Die Hausordnung steht über allem!

Vor ein paar Tagen hatte man sich schon traurig damit abgefunden, dass die Zeit der lustigen Kokainskandale wohl vorbei ist, Schmökel und Klimmt hatten Christoph Daum, Uli Hoeneß und die fröhlichen anonymen Kokser aus dem Bundestag auf den ersten Seiten der Springerpresse abgelöst, doch nun geht es weiter.
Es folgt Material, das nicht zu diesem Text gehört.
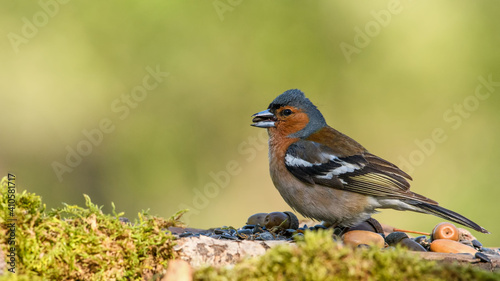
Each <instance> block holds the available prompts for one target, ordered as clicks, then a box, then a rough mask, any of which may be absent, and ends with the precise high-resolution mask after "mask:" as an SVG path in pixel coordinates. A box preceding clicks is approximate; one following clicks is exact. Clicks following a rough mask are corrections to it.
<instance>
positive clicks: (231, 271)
mask: <svg viewBox="0 0 500 281" xmlns="http://www.w3.org/2000/svg"><path fill="white" fill-rule="evenodd" d="M499 279H500V274H495V273H491V272H487V271H484V270H481V269H477V268H473V267H471V266H460V265H458V264H451V265H450V264H441V263H436V262H432V261H426V260H422V259H420V258H418V257H416V256H414V255H411V253H408V252H407V251H405V250H403V249H394V250H383V251H381V250H380V249H352V248H349V247H342V246H340V245H339V244H337V243H336V242H334V241H333V239H332V232H331V231H317V232H306V233H305V236H304V238H303V240H300V241H297V247H290V246H289V245H283V246H277V247H275V248H273V249H271V250H269V251H268V252H267V253H266V254H265V255H263V256H261V257H258V258H253V259H249V260H244V261H242V262H240V263H239V264H237V265H235V266H234V267H233V268H227V267H226V268H214V267H206V268H203V269H201V270H198V271H197V272H196V273H195V280H499Z"/></svg>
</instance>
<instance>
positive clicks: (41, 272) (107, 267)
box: [0, 178, 183, 280]
mask: <svg viewBox="0 0 500 281" xmlns="http://www.w3.org/2000/svg"><path fill="white" fill-rule="evenodd" d="M7 188H8V187H7V179H6V178H3V179H2V182H1V187H0V190H1V193H2V201H1V203H0V223H1V225H2V227H1V228H0V245H2V251H3V253H4V256H5V254H6V253H7V252H8V250H7V247H6V245H7V242H8V241H7V237H8V235H9V234H10V233H9V229H8V228H6V222H8V219H10V218H11V216H10V214H9V206H8V203H7V199H6V198H7V196H6V195H7V194H8V192H7ZM85 202H86V203H85V205H86V206H85V207H79V206H73V205H67V204H64V206H63V207H62V208H58V209H54V210H51V211H49V212H46V210H45V209H46V207H45V205H44V204H43V203H42V200H41V198H40V196H37V195H35V194H33V193H28V192H26V191H24V192H23V193H21V194H16V204H15V209H14V217H15V218H17V222H16V231H15V232H16V234H15V242H16V244H15V247H16V252H17V264H16V267H17V268H16V273H15V274H8V275H6V276H4V277H3V278H2V279H3V280H23V279H25V278H26V280H28V279H30V280H36V279H44V280H63V279H64V280H82V279H84V280H113V279H118V280H120V279H128V280H140V279H148V278H150V277H153V276H154V275H155V274H158V273H161V272H163V271H164V269H165V268H166V267H167V263H168V260H169V259H172V258H173V257H174V253H175V252H174V251H173V250H172V247H173V245H174V242H173V240H174V237H173V236H172V235H171V234H170V233H169V232H167V231H165V229H166V228H167V227H170V226H176V225H180V223H179V221H178V219H179V218H180V216H181V215H182V213H183V212H179V213H177V214H175V215H174V216H172V217H171V218H169V219H163V218H159V217H154V216H151V215H149V214H148V213H147V212H141V213H139V215H138V218H137V219H136V221H135V222H134V223H124V222H121V221H120V220H119V217H120V216H122V215H123V214H122V213H116V212H115V211H114V209H115V208H114V205H113V214H112V215H107V214H103V212H102V211H101V207H99V206H97V205H95V204H93V203H92V202H91V200H90V198H89V197H88V196H86V195H85ZM10 211H11V210H10ZM8 267H9V266H8ZM0 280H1V279H0Z"/></svg>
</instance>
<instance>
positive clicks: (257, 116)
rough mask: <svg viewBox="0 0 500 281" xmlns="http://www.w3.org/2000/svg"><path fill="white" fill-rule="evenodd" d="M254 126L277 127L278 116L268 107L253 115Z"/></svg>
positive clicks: (266, 127)
mask: <svg viewBox="0 0 500 281" xmlns="http://www.w3.org/2000/svg"><path fill="white" fill-rule="evenodd" d="M252 117H253V119H252V122H253V124H252V126H254V127H259V128H272V127H275V124H274V123H275V122H276V116H274V114H272V113H271V111H269V110H268V109H266V110H264V111H261V112H259V113H255V114H254V115H252Z"/></svg>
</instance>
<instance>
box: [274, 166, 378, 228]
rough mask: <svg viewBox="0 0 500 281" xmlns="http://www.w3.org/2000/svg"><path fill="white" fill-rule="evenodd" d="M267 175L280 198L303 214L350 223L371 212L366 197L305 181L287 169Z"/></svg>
mask: <svg viewBox="0 0 500 281" xmlns="http://www.w3.org/2000/svg"><path fill="white" fill-rule="evenodd" d="M276 174H277V173H274V172H273V171H271V178H272V180H273V183H274V185H275V186H276V188H277V189H278V191H279V193H280V194H281V196H282V197H283V199H284V200H285V201H286V202H287V203H288V205H290V207H292V208H293V209H295V210H296V211H297V212H299V213H300V214H302V215H303V216H306V217H309V218H312V219H316V220H320V221H321V220H322V221H326V222H329V223H331V224H333V225H338V226H353V225H356V224H358V223H361V222H362V221H365V220H367V219H368V218H370V216H371V215H372V214H373V213H375V210H374V208H373V206H371V204H370V203H369V197H368V196H365V195H361V194H358V193H353V192H349V191H343V190H339V189H335V188H330V187H325V186H321V185H307V184H305V183H303V182H301V181H300V180H298V179H297V178H295V177H294V176H293V175H291V174H289V173H281V175H284V174H285V175H287V176H286V177H279V178H278V177H276V176H275V175H276Z"/></svg>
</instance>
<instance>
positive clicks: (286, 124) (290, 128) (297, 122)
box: [277, 112, 309, 136]
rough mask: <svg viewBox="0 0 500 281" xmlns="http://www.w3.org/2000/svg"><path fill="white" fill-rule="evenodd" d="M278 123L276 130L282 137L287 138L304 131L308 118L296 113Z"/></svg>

Kokain – die zweite Staffel startete letztes Wochenende mit dem glorreichen Sieg von Schalke gegen Bayern, steigerte sich bis Mitte der Woche, um nun recht humorvoll ins Wochenende zu gehen.

Am Montag ließ die Bundeszentrale für gesundheitliche Aufklärung verkünden, der „Daum“-Effekt, mithin eine relevante Steigerung des bundesdeutschen Kokainkonsums, sei ausgeblieben. Am Dienstag beschwerte sich Uli Hoeneß darüber, dass es eine Razzia in seiner Wurstfabrik gegeben hatte und dass „im Internet“ eine Belohnung für den ausgesetzt worden sei, der ihn „von der Bank schießt“. „Allmählich habe ich die Schnauze voll, was mit mir in diesem Staat alles möglich ist“, so der sympathische Bayern-Manager. Er erwägt, sich Gedanken über einen möglichen Rücktritt zu machen. Pikanterweise veröffentlichte das Intelligenzblatt Bunte am gleichen Tag ein Interview mit dem designierten DFB-Präsident Mayer-Vorfelder, der über seinen Freund Hoeneß sagte: „Ich (i. e. Hoeneß) darf nicht sofort weinerlich reagieren, wenn ich angeschossen werde.“

Am Mittwoch verlor Rudi Völler gegen Dänemark und ein lachender Christoph Daum gab das Ergebnis einer neuerlichen US-amerikanischen Haaranalyse bekannt: „Ich bin doch negativ!“

Am Donnerstag verkündete der Ältestenrat des Bundestags, dass auf Parlamentsklos nicht gekokst wird, und erteilte dem Fernsehreporter Martin Lettmayer sowie dem „Akte 2000“-Moderator Ulrich Meyer ein einjähriges Hausverbot. Grund: Die verschnupften Reporter hätten ohne Erlaubnis in den Toiletten des Reichstags gefilmt, und die Sat.1-Untersuchungsmethoden seien unseriös.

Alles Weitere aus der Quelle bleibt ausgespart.